La literatura y el arte españoles también fueron una constante en la inspiración de su obra. En ella se puede seguir fácilmente la pista de Cervantes, Juan Ramón Jiménez (Platero y yo), Antonio MachadoMiguel Hernández (Elegía a la muerte de tres poetas españoles). Goya y sus Pinturas negras.

No fue hasta el año 2000 cuando Cristóbal Halffter se adentra en la ópera. Ese año presentó su Quijote en el Teatro Real de Madrid, con un montaje de Herbert Wernicke, libreto de Andrés Amorós y dirección de su hijo Pedro. A Cervantes siguió un encargo de la Ópera de Kiel, donde realizó en 2013 su último estreno, una obra basada en La novela del ajedrez, de Stefan Zweig. Sobre la narración del escritor austriaco dijo en una entrevista en el diario El País: “Esta es una obra que alerta sobre los fantasmas de Europa, sobre sus locuras colectivas, sobre el riesgo de aniquilación que Zweig contempló”, Su preocupación por la preservación de los derechos humanos fue una constante en su carrera.https://www.youtube.com/embed/-tsTkrp76tA

A partir de ahí, cambió su vida de forma radical. En 2014, mientras jugaba con sus nietos, se fracturó la pelvis. Se vio obligado a guardar reposo absoluto en una posición que le imposibilitaba escribir música, pero que no le impidió redactar su autobiografía, titulada Una vida para la música. En una entrevista concedida entonces a El Cultural, explicaba por qué creía, con Hegel, que la música es un tipo de comunicación que supera toda verdad y toda filosofía: “El hecho de que sea abstracta y no represente nada en concreto –argumentó- tiene el poder de absorberlo todo y de moverse en una esfera de la total abstracción a la que la filosofía ni llega ni tiene intención de llegar”.

Vivió esos años acompañado por su esposa, la pianista María Manuela Caro, muerta en 2017, encerrados ambos en su caserón Villafranca del Bierzo. Según cuentan los que le visitaron en esa época, el artista estaba concentrado con su partitura impoluta, rodeado de una ingente cantidad de plumas y frascos de tinta china.
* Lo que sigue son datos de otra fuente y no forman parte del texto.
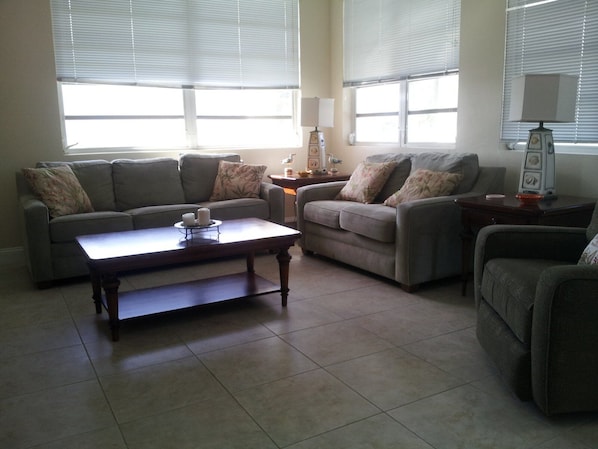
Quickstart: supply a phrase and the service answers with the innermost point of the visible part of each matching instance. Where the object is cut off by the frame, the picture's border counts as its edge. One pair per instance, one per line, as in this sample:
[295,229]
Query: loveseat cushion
[509,287]
[325,212]
[466,164]
[374,221]
[146,182]
[66,228]
[198,173]
[95,177]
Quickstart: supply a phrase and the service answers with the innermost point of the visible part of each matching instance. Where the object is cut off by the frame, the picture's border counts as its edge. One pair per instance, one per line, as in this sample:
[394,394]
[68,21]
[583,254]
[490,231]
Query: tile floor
[352,362]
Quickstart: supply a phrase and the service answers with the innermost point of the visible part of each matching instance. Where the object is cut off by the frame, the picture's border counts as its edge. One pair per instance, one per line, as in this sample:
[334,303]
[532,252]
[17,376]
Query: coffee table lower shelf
[173,297]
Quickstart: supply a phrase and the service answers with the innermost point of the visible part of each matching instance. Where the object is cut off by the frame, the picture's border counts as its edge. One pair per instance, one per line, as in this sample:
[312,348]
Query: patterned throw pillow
[59,189]
[237,180]
[425,184]
[590,254]
[366,181]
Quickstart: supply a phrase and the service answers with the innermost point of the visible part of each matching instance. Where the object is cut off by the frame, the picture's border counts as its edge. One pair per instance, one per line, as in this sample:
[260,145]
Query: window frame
[403,114]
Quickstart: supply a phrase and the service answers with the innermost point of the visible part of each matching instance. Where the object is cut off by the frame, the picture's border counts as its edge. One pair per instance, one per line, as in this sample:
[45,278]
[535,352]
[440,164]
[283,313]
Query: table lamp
[317,112]
[541,98]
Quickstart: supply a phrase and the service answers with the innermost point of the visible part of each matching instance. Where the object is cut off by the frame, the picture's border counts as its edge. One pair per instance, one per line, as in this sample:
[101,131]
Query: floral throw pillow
[366,181]
[237,180]
[424,184]
[59,189]
[590,254]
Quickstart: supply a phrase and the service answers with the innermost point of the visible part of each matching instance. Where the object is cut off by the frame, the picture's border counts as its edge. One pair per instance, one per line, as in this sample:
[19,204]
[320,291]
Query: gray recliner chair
[537,312]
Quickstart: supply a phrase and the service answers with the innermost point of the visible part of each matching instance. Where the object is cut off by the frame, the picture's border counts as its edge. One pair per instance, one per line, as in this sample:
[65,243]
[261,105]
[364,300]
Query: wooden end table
[290,184]
[477,212]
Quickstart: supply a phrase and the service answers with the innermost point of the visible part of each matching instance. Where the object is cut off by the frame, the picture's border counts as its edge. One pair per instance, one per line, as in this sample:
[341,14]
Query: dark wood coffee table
[117,252]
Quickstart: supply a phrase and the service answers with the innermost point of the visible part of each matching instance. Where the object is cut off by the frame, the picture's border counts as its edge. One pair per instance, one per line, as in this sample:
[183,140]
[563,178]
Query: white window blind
[388,40]
[554,36]
[198,43]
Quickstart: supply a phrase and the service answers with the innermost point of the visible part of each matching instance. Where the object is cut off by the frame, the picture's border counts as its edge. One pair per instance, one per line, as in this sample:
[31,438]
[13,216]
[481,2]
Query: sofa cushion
[424,184]
[374,221]
[198,173]
[325,212]
[590,254]
[463,163]
[159,216]
[95,177]
[366,181]
[239,208]
[509,287]
[146,182]
[66,228]
[237,180]
[59,189]
[397,177]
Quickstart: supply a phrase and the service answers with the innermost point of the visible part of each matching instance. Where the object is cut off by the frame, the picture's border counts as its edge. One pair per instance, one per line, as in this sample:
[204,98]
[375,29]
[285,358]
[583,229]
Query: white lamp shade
[317,112]
[543,98]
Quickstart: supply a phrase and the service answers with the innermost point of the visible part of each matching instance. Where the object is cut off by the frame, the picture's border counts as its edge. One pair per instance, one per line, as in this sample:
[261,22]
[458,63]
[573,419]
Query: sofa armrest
[274,195]
[315,192]
[526,241]
[565,339]
[35,230]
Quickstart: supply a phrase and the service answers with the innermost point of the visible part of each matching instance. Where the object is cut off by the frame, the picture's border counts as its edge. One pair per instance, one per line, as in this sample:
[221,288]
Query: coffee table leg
[284,258]
[111,284]
[96,287]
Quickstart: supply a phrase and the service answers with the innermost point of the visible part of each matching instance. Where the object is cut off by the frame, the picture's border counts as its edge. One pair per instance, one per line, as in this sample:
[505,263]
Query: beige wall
[30,128]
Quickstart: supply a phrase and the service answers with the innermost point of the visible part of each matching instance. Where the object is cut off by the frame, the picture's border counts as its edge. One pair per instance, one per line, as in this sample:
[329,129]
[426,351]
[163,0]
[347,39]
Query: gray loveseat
[125,195]
[416,242]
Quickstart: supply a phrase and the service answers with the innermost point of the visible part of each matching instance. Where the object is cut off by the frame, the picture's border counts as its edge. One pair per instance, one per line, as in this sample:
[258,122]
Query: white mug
[189,219]
[203,216]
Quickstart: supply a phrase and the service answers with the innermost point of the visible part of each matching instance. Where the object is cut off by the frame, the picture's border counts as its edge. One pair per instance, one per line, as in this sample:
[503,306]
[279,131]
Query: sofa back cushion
[146,182]
[96,179]
[463,163]
[198,173]
[397,177]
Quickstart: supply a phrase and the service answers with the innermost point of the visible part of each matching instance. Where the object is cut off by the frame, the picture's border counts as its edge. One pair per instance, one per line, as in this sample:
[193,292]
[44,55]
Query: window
[401,63]
[554,36]
[177,74]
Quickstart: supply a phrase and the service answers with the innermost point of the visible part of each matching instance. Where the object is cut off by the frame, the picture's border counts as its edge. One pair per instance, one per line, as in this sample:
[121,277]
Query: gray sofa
[416,242]
[125,195]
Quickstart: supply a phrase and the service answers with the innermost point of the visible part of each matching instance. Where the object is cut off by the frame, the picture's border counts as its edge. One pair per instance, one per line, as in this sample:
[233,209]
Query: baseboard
[12,257]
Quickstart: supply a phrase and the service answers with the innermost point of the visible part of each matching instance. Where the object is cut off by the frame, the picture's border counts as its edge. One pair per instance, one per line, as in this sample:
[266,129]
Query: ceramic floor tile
[41,337]
[159,388]
[380,432]
[109,438]
[458,353]
[34,372]
[303,406]
[214,424]
[468,416]
[393,378]
[53,414]
[336,342]
[256,363]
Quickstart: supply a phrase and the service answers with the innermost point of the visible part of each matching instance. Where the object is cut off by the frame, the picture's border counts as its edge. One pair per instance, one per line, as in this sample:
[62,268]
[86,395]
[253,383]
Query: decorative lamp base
[538,165]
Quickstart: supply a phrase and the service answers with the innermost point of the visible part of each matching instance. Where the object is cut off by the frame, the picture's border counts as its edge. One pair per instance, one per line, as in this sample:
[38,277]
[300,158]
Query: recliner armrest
[274,195]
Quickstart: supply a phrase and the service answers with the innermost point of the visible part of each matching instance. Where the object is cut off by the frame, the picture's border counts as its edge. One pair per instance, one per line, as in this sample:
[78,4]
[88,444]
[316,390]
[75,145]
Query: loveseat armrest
[274,195]
[34,219]
[565,339]
[315,192]
[526,241]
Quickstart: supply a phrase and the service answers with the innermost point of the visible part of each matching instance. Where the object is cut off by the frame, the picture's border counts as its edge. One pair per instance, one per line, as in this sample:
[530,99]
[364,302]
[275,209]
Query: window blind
[389,40]
[198,43]
[554,36]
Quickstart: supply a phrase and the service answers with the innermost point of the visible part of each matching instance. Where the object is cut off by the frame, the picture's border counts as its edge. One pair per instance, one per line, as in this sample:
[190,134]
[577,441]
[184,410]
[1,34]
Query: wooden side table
[477,212]
[290,184]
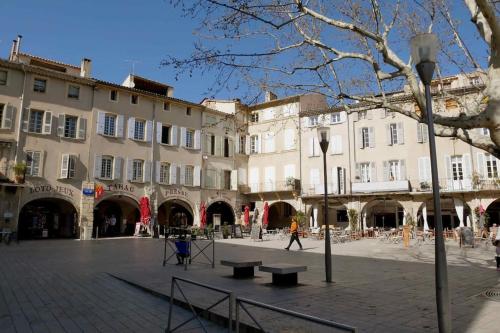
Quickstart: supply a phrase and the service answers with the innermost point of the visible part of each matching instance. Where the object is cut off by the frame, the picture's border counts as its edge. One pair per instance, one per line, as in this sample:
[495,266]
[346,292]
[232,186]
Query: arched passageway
[493,212]
[220,212]
[280,215]
[115,216]
[175,213]
[382,213]
[48,218]
[449,214]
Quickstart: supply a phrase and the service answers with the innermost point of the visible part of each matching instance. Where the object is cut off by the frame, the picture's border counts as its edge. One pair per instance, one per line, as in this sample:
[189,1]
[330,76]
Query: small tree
[353,218]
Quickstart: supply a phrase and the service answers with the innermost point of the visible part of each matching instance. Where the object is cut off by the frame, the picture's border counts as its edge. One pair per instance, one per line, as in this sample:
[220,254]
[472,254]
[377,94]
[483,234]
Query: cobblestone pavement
[51,285]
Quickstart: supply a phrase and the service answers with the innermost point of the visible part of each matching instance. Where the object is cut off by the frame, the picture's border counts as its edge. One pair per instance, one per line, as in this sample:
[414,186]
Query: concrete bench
[283,274]
[242,268]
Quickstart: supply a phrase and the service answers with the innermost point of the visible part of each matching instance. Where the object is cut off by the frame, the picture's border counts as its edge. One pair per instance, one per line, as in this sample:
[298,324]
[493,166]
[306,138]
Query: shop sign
[88,192]
[51,189]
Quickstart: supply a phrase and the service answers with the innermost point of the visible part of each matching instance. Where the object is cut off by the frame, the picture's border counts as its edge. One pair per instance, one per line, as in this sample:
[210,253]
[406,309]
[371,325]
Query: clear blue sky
[110,32]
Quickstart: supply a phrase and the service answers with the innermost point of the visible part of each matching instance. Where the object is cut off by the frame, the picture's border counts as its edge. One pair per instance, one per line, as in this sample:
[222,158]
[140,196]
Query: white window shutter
[371,135]
[60,124]
[97,166]
[7,117]
[173,174]
[130,168]
[26,119]
[234,180]
[467,166]
[117,168]
[196,175]
[157,171]
[388,134]
[100,122]
[147,171]
[64,166]
[247,144]
[481,165]
[420,138]
[183,136]
[149,131]
[158,131]
[197,139]
[401,133]
[130,127]
[120,124]
[47,122]
[82,128]
[174,141]
[182,175]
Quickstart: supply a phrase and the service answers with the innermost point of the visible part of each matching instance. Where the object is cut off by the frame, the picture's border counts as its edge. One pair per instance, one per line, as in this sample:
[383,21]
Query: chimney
[86,68]
[270,96]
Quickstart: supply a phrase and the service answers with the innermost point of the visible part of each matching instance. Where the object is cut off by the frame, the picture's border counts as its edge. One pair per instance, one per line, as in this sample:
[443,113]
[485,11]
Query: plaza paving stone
[51,286]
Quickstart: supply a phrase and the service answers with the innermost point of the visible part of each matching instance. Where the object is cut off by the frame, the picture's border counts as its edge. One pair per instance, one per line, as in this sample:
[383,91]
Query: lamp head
[424,48]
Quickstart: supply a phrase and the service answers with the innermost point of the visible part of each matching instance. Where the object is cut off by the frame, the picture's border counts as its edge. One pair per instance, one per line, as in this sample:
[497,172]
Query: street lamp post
[424,49]
[323,136]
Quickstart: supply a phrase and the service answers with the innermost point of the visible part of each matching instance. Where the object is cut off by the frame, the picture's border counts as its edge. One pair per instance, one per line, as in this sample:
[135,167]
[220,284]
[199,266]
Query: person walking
[294,231]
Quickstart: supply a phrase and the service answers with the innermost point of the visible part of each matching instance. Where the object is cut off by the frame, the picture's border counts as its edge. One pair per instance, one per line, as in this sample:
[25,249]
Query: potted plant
[19,172]
[225,231]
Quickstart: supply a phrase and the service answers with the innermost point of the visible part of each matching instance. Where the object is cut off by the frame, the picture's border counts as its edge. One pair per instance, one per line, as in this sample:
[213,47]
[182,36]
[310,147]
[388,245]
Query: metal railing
[228,296]
[241,301]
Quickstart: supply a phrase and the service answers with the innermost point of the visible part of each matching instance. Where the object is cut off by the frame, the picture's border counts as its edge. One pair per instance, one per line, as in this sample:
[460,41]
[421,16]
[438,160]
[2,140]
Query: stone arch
[48,217]
[115,215]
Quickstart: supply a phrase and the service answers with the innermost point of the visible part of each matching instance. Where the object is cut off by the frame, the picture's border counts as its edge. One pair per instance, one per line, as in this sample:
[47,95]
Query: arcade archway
[175,213]
[280,215]
[115,216]
[220,212]
[48,218]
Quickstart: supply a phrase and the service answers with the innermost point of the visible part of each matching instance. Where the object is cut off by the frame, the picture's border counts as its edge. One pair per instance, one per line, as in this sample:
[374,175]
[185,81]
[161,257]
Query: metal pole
[328,250]
[441,270]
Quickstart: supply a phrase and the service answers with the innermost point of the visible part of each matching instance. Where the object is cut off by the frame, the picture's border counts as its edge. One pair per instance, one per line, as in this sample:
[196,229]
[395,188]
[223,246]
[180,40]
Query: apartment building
[94,149]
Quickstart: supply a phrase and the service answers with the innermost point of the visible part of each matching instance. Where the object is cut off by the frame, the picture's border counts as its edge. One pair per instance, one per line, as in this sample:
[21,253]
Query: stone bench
[283,274]
[242,268]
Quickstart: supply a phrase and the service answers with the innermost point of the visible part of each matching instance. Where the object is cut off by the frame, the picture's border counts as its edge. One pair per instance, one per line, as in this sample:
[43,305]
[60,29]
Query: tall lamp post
[323,136]
[424,49]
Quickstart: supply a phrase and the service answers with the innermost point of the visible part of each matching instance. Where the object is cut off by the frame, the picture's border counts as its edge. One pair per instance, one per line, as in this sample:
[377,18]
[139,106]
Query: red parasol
[145,210]
[265,216]
[203,215]
[246,217]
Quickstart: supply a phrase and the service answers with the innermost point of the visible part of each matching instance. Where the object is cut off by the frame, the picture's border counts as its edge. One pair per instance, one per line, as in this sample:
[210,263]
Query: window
[313,120]
[113,95]
[139,129]
[33,159]
[35,121]
[134,99]
[106,167]
[254,117]
[73,91]
[335,118]
[189,138]
[137,168]
[188,176]
[3,78]
[165,173]
[109,124]
[491,166]
[365,172]
[70,125]
[457,168]
[254,144]
[165,135]
[40,85]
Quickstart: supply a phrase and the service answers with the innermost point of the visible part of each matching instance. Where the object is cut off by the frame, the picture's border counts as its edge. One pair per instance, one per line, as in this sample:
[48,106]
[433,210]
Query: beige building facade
[94,150]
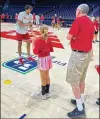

Dedicado, como podía, a su música con una minucia artesanal.

El crítico Arturo Reverter, uno de los especialistas que más ha profundizado en el trabajo de Halffter, definió de forma precisa las claves de su arte. “Toda su producción -escribió- ha venido delimitada por las mismas constantes: total libertad de concepto y de construcción en pos de pentagramas siempre sentidos, expresivos, que calibran con raro refinamiento el espectro sonoro, con ese lenguaje ya conocido y, diríamos, tradicional del maestro, lleno de fogonazos y de un lirismo atenazador cargado de amenazas”.

Pero nadie mejor que el propio Cristóbal Halffter para explicar su concepción humanista de la música. “El arte –dejó dicho como mensaje último- siempre está hecho por un ser humano y es fruto de su sensibilidad. En cada obra está la impronta del momento en el que fue hecha. Por eso el arte por el arte no existe, sería inhumano”.

Cristóbal Halffter nació en Madrid el 24 de marzo de 1930 y murió en Villafranca del Bierzo (León), el 23 de mayo de 2021 a los 91 años. Estuvo casado con María Manuela Caro hasta la muerte de ésta en 2017. Del matrimonio nacieron tres hijos: Pedro, Alonso y María.